Lunick Janvier appeals the summary denial of his Rule 3.800(a) motion to correct illegal sentence. In his motion, Janvier challenged the constitutionality of his sentence of life without parole for the first degree murder he committed when he was 19 years old on the strength of Miller v. Alabama, — U.S. -, 132 S.Ct. 2455, 183 L.Ed.2d 407 (2012), and Graham v. Florida, 560 U.S. 48, 130 S.Ct. 2011, 176 L.Ed.2d 825 (2010). We affirm.

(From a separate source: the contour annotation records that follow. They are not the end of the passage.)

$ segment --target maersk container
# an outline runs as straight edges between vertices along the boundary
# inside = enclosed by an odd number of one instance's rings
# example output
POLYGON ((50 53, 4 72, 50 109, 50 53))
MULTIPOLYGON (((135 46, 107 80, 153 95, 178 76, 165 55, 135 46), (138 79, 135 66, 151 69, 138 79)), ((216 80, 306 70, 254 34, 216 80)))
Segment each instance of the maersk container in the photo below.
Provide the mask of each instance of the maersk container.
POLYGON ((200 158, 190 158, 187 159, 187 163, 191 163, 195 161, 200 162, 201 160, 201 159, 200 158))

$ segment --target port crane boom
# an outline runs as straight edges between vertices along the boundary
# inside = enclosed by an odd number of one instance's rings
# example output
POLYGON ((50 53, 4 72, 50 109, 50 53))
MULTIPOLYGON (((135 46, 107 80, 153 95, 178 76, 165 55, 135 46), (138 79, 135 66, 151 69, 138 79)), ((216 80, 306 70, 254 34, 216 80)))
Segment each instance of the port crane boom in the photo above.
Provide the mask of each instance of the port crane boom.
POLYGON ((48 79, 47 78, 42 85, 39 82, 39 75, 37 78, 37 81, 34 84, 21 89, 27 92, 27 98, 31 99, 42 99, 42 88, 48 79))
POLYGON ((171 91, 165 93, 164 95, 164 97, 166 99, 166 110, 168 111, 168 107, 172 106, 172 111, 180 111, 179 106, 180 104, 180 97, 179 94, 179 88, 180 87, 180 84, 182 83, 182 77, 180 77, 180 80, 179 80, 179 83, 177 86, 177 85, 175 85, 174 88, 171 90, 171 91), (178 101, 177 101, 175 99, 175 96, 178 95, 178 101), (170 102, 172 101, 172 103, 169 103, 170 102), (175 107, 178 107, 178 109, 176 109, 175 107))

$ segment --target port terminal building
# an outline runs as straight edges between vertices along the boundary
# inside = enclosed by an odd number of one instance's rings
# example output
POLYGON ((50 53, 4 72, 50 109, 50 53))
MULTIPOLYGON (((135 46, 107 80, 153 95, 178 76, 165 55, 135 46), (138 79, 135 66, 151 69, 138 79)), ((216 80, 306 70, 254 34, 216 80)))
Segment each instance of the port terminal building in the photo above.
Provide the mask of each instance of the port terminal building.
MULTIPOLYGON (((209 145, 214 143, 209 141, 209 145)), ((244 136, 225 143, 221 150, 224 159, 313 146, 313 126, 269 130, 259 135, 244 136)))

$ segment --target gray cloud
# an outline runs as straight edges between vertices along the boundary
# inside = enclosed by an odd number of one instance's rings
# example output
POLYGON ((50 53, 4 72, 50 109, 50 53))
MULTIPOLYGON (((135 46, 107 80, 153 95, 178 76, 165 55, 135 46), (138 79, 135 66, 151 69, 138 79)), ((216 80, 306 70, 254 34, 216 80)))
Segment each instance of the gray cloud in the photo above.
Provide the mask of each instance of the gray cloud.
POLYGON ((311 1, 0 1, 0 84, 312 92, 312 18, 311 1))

The holding of Graham is inapplicable to this case as Janvier was not sentenced to life without parole for a non-homicide offense. Further, both Graham and Miller apply only to juvenile offenders, that is, those who were under the age of 18 at the time they committed the offense. Miller, 132 S.Ct. at 2460 (“We therefore hold that mandatory life without parole for those under the age of 18 at the time of their crimes violates the Eighth Amendment’s *648prohibition on ‘cruel and unusual punishments’ ”); Graham, 130 S.Ct. at 2030 (“Because ‘[t]he age of 18 is the point where society draws the line for many purposes between childhood and adulthood,’ those who were below that age when the offense was committed may not be sentenced to life without parole for a nonhomicide crime.”) (quoting Roper v. Simmons, 543 U.S. 551, 574, 125 S.Ct. 1183, 161 L.Ed.2d 1 (2005)).
Article I, section 17, of the Florida Constitution provides:
The prohibition against cruel or unusual punishment, and the prohibition against cruel and unusual punishment, shall be construed in conformity with decisions of the United
States Supreme Court which interpret the prohibition against cruel and unusual punishment provided in the Eighth Amendment to the United States Constitution.
The trial court correctly concluded that the holdings of Graham and Miller do not apply in this case. To the extent Janvier asks this Court to expand these holdings to other “youthful offenders” under the age of 21, this Court is bound by the pronouncements of the Supreme Court of the United States.
Affirmed.
WARNER, GROSS and FORST, JJ., concur.